The school faces six other claims, and the university says it believes some of those do not have merit while others may produce settlements.
University president Rodney Erickson issued a statement calling the announcement a step forward for victims and the school.
"We cannot undo what has been done, but we can and must do everything possible to learn from this and ensure it never happens again at Penn State," said Erickson, who announced the day Sandusky was convicted in June 2012 that Penn State was determined to compensate his victims.
The settlements have been unfolding since mid-August, when attorneys for the accusers began to disclose them. Penn State has not been confirming them, waiting instead to announce deals at once.
Harrisburg lawyer Ben Andreozzi, who helped negotiate several of the settlements, said his clients were satisfied.

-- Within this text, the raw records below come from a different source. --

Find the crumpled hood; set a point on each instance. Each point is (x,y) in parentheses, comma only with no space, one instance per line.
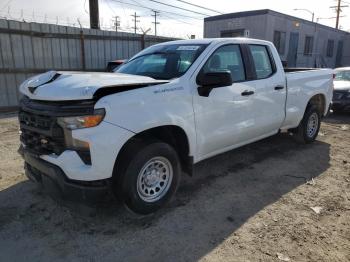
(341,85)
(59,86)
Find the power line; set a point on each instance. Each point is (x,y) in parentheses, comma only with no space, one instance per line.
(177,7)
(155,22)
(338,10)
(199,6)
(8,2)
(153,9)
(135,21)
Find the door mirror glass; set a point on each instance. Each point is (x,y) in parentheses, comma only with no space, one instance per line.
(215,79)
(208,81)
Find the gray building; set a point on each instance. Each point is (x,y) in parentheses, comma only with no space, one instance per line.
(300,43)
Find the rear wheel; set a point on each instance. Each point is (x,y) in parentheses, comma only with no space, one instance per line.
(309,126)
(150,177)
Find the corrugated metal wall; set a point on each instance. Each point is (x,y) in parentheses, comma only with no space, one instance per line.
(27,49)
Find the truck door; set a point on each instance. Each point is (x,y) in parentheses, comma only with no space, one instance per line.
(270,91)
(225,117)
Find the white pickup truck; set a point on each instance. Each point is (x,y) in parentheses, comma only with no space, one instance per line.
(135,131)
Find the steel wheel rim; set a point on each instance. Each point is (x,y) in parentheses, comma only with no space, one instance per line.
(312,125)
(154,179)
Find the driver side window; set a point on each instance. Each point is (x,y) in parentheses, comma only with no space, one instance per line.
(229,58)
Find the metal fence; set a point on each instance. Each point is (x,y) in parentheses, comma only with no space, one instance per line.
(27,49)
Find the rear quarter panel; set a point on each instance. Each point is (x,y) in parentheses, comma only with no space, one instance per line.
(302,86)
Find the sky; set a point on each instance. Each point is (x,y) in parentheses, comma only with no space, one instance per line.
(173,22)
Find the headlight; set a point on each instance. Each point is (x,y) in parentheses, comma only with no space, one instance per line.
(77,122)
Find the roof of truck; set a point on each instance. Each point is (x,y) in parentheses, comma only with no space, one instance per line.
(342,68)
(216,40)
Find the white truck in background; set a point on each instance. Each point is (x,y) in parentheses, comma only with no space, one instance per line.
(134,131)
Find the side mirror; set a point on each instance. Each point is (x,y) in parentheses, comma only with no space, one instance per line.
(207,81)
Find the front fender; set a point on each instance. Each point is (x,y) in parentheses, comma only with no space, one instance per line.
(146,108)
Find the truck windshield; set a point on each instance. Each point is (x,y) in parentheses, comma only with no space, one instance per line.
(342,76)
(164,61)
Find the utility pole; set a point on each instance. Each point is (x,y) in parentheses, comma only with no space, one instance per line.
(135,21)
(94,15)
(116,23)
(338,10)
(155,21)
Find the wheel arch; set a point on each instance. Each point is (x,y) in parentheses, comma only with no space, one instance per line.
(171,134)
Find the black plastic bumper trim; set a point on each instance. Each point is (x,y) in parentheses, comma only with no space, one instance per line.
(56,183)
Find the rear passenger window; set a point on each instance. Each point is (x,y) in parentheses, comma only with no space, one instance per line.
(262,62)
(227,57)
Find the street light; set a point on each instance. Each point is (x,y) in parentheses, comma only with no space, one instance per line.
(306,10)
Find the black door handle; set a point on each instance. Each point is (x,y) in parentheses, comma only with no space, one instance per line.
(247,93)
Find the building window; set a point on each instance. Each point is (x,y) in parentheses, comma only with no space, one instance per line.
(279,40)
(232,33)
(330,48)
(309,44)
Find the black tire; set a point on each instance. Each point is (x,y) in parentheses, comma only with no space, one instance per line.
(140,153)
(304,135)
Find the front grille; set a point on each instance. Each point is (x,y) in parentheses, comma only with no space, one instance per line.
(41,134)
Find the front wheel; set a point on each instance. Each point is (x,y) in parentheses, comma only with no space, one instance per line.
(150,178)
(309,126)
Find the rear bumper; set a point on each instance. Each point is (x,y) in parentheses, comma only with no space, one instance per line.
(54,181)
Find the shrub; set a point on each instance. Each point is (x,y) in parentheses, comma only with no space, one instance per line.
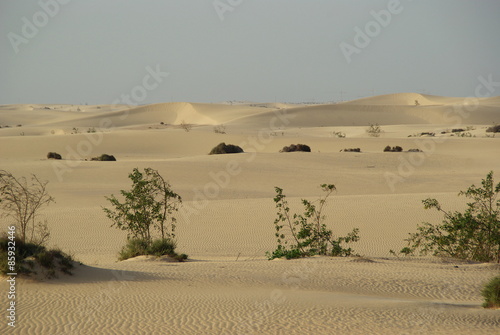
(29,254)
(220,129)
(104,158)
(296,147)
(307,231)
(393,149)
(494,129)
(472,235)
(374,130)
(159,247)
(53,155)
(134,247)
(23,200)
(186,126)
(148,206)
(491,293)
(223,148)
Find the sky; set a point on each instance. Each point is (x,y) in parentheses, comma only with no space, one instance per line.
(150,51)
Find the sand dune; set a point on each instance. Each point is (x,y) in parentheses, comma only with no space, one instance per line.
(226,224)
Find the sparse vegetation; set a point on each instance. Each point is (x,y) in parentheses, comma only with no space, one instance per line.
(104,158)
(393,149)
(186,126)
(296,147)
(374,130)
(307,233)
(28,255)
(53,155)
(491,293)
(220,129)
(22,200)
(223,148)
(158,247)
(493,129)
(338,134)
(147,208)
(471,235)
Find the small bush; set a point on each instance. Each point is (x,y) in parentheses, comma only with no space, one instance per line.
(223,148)
(159,247)
(186,126)
(162,247)
(491,293)
(374,130)
(104,158)
(308,231)
(494,129)
(53,155)
(296,147)
(134,247)
(29,254)
(220,129)
(393,149)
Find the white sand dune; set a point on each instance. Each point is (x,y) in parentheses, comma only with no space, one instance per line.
(226,224)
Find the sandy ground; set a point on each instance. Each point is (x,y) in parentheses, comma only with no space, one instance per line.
(226,223)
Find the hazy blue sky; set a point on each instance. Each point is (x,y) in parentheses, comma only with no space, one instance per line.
(97,51)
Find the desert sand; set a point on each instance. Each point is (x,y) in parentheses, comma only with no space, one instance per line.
(226,225)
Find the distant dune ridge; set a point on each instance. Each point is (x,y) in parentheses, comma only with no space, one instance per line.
(226,223)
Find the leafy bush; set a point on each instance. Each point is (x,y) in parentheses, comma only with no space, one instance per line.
(494,129)
(29,254)
(491,293)
(22,200)
(220,129)
(472,235)
(374,130)
(148,206)
(104,158)
(393,149)
(296,147)
(53,155)
(223,148)
(159,247)
(307,231)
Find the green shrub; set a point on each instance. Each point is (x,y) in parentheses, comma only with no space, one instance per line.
(397,148)
(104,158)
(374,130)
(134,247)
(307,231)
(223,148)
(51,260)
(159,247)
(471,235)
(491,293)
(162,247)
(296,147)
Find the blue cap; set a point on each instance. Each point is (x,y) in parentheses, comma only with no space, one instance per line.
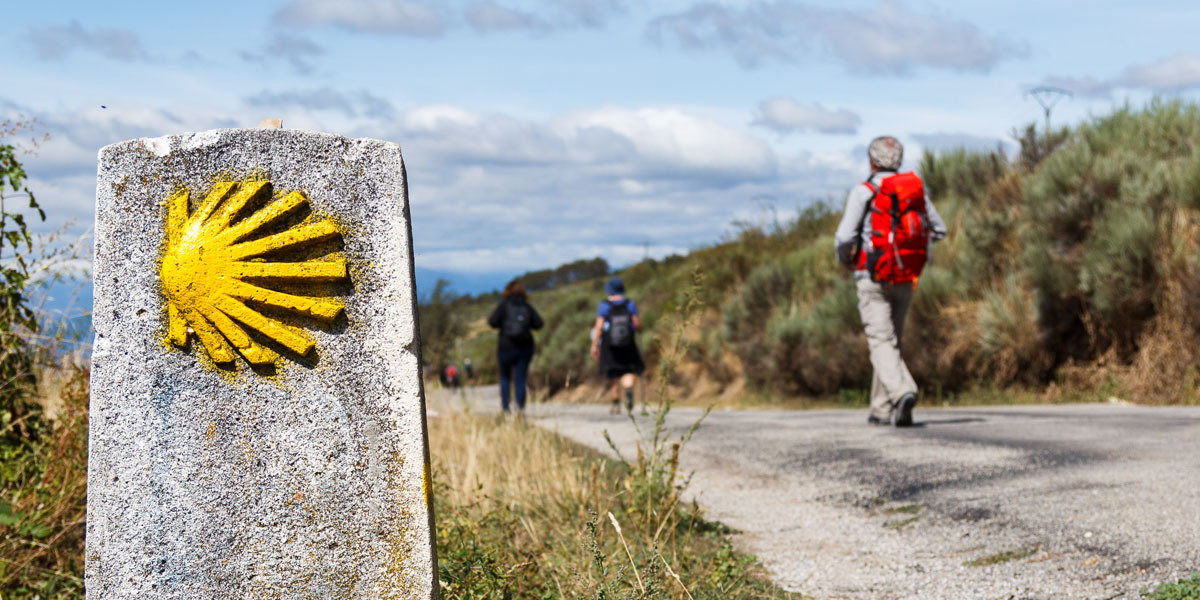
(615,287)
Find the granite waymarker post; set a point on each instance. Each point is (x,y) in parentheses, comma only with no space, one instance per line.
(257,413)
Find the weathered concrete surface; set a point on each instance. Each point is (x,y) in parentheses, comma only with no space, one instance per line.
(1080,502)
(300,481)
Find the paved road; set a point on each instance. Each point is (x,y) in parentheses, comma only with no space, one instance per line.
(1095,502)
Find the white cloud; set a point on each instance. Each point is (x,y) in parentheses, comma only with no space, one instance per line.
(295,51)
(1086,87)
(886,39)
(403,17)
(941,142)
(1173,73)
(489,16)
(58,41)
(493,192)
(432,18)
(324,99)
(669,141)
(786,115)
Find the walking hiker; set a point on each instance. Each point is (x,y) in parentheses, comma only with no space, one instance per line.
(615,342)
(516,319)
(885,237)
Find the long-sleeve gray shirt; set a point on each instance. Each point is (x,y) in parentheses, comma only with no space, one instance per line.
(851,231)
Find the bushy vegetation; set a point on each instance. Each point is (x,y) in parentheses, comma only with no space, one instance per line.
(43,445)
(1072,264)
(545,517)
(1187,588)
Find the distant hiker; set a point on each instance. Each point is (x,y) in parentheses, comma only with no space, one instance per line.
(516,319)
(885,237)
(615,342)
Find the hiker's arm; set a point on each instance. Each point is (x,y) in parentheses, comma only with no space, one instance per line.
(597,331)
(936,226)
(849,231)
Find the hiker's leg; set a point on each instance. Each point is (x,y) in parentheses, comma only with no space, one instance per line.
(504,358)
(519,376)
(901,299)
(876,311)
(881,405)
(627,383)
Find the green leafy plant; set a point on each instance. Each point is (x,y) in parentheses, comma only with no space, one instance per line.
(1187,588)
(17,318)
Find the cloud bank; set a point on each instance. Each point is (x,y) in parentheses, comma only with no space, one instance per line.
(786,115)
(885,40)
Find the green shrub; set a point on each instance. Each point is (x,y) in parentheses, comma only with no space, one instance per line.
(1187,588)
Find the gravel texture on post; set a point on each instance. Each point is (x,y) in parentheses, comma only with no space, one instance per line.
(257,427)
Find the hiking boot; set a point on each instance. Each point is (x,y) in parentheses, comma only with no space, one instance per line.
(903,414)
(876,420)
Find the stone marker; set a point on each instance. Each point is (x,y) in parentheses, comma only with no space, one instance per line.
(257,414)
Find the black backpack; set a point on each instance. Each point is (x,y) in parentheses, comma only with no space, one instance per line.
(516,321)
(621,324)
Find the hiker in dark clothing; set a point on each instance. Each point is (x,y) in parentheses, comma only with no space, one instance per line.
(516,319)
(615,343)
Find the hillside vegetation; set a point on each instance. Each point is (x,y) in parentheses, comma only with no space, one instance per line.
(1072,265)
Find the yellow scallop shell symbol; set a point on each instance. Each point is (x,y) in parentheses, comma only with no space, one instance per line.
(215,275)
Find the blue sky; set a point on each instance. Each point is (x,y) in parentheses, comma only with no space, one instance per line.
(537,132)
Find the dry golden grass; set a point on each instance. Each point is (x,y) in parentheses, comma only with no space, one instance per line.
(487,459)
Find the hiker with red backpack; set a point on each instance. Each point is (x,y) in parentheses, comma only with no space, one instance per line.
(615,343)
(516,319)
(885,237)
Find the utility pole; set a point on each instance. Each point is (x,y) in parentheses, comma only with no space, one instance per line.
(1048,96)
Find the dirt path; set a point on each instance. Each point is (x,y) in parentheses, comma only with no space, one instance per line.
(1079,502)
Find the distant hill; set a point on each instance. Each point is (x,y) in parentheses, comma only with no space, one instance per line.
(460,282)
(1072,265)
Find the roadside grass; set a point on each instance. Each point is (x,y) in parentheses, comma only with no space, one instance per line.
(525,513)
(898,526)
(1187,588)
(43,493)
(1002,557)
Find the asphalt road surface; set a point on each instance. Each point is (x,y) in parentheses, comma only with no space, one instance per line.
(1074,502)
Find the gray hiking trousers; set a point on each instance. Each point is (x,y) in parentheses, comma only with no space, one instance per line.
(883,309)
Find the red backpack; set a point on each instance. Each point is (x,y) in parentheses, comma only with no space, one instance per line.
(899,235)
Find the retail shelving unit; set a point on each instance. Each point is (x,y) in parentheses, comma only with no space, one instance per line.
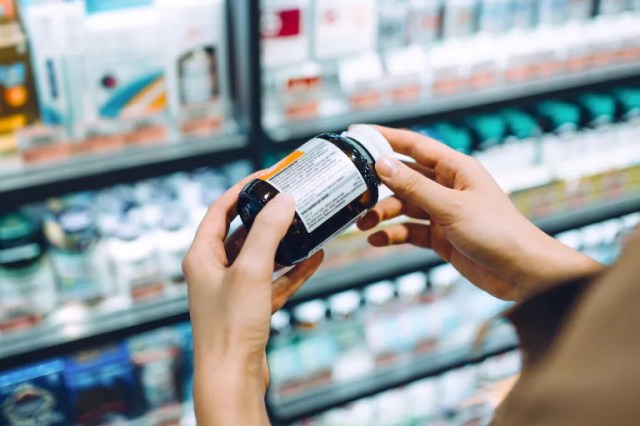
(96,327)
(420,109)
(34,182)
(251,139)
(304,405)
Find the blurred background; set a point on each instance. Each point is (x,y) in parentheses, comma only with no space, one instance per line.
(122,120)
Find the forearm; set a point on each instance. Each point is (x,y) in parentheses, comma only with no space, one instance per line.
(547,262)
(228,396)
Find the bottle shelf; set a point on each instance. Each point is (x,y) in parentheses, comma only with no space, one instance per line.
(281,131)
(286,411)
(16,182)
(91,328)
(104,325)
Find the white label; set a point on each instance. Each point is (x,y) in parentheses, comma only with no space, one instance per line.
(320,178)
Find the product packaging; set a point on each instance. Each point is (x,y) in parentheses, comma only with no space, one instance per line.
(333,182)
(136,269)
(286,32)
(524,13)
(484,68)
(354,360)
(27,283)
(76,251)
(425,21)
(317,348)
(101,386)
(56,32)
(393,18)
(18,102)
(299,90)
(495,16)
(344,28)
(125,69)
(552,12)
(363,81)
(579,10)
(406,70)
(185,376)
(43,144)
(459,18)
(449,75)
(155,359)
(196,64)
(34,395)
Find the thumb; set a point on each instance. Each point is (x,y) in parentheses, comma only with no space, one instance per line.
(270,226)
(412,186)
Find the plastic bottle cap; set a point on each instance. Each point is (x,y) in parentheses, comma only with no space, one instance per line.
(76,219)
(442,276)
(455,137)
(379,293)
(310,312)
(371,139)
(629,99)
(412,284)
(16,226)
(559,113)
(598,107)
(520,124)
(611,229)
(280,320)
(344,303)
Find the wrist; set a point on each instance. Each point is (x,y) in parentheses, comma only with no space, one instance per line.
(227,393)
(547,262)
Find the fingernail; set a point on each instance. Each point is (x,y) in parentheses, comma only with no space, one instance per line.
(285,200)
(386,166)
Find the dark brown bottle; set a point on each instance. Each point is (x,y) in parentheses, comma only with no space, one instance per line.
(333,181)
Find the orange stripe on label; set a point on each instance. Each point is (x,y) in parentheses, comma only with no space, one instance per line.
(281,165)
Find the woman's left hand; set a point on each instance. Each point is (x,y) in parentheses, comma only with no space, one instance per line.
(231,299)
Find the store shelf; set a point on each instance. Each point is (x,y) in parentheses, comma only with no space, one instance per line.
(95,329)
(394,263)
(284,131)
(50,339)
(21,184)
(285,411)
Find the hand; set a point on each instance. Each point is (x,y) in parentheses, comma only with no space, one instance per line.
(472,223)
(231,299)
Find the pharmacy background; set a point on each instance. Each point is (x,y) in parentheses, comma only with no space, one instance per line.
(121,121)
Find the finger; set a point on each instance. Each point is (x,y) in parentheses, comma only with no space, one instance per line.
(233,243)
(270,226)
(287,285)
(415,188)
(423,170)
(424,150)
(215,225)
(416,234)
(390,208)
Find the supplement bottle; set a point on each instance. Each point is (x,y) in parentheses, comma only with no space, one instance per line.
(27,283)
(333,181)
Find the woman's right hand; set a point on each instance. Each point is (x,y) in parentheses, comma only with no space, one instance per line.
(472,223)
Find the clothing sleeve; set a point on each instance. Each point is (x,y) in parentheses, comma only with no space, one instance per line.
(581,346)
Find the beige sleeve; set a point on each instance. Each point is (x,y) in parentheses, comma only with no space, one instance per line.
(588,373)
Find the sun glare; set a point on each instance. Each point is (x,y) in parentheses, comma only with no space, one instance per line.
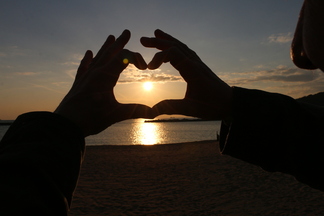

"They felt that the university treated them fairly with the economic and noneconomic terms of the settlement," said Andreozzi, who also represents some others who have come forward recently. Those new claims have not been presented to the university, he said.
One client represented by St. Paul, Minn., attorney Jeff Anderson signed off on an agreement in the past week and the other is basically done, he said. Anderson counts his two clients as among the three that have been classified as agreements in principle, which Penn State said means final documentation is expected to be completed in the next few weeks.
Anderson said his clients were focused on Penn State's changes to prevent future abuse.
"I have to applaud them, because they said 'not until we're satisfied that no one else will get hurt,'" Anderson said. "The settlement of their cases in no way heals, in no way lessens the wound that remains open and the scars that are deep."